WASHINGTON (AP)- In a politically charged ruling, the Supreme Court dealt a huge blow Thursday to efforts to combat the drawing of electoral districts for partisan gain and put a hold on the Trump administration’s effort to add a citizenship question to the 2020 census.
On the court’s final day of decisions before a summer break, the conservative justices ruled that federal courts have no role to play in the dispute over the practice known as partisan gerrymandering. The decision could embolden political line-drawing for partisan gain when state lawmakers undertake the next round of redistricting following the 2020 census.
Voters and elected officials should be the arbiters of what is a political dispute, Chief Justice John Roberts said in his opinion for the court.
The court rejected challenges to Republican-drawn congressional districts in North Carolina and a Democratic district in Maryland.
The decision was a major blow to critics of the partisan manipulation of electoral maps that can result when one party controls redistricting.
The districting plans “are highly partisan by any measure,” Roberts said.
But he said courts are the wrong place to settle these disputes.

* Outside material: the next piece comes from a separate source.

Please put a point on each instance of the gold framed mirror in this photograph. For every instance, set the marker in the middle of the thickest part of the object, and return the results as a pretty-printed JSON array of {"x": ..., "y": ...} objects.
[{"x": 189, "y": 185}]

In dissent for the four liberals, Justice Elena Kagan wrote, “For the first time ever, this court refuses to remedy a constitutional violation because it thinks the task beyond judicial capabilities.” Kagan, in mournful tones, read a summary of her dissent in court to emphasize her disagreement.
Federal courts in five states concluded that redistricting plans put in place under one party’s control could go too far and that there were ways to identify and manage excessively partisan districts. Those courts included 15 federal judges appointed by Republican and Democratic presidents reaching back to Jimmy Carter.
But the five Republican-appointed justices decided otherwise.
The decision could be a major blow to Democratic plans to flip control of the Virginia General Assembly from the Republicans to the Democrats. The Republicans control the legislature in Virginia by slim margins in both the House of Delegates and the Senate. Democrats had hoped to be able to redraw district lines in a manor more to their favor but today’s ruling overrides other federal attempts change Virginia’s district boundaries. Democrats hold the advantage in the urban areas in Northern Virginia, Richmond, Roanoke Lynchburg and parts of the Tidewater area. Republicans largely control the rural counties.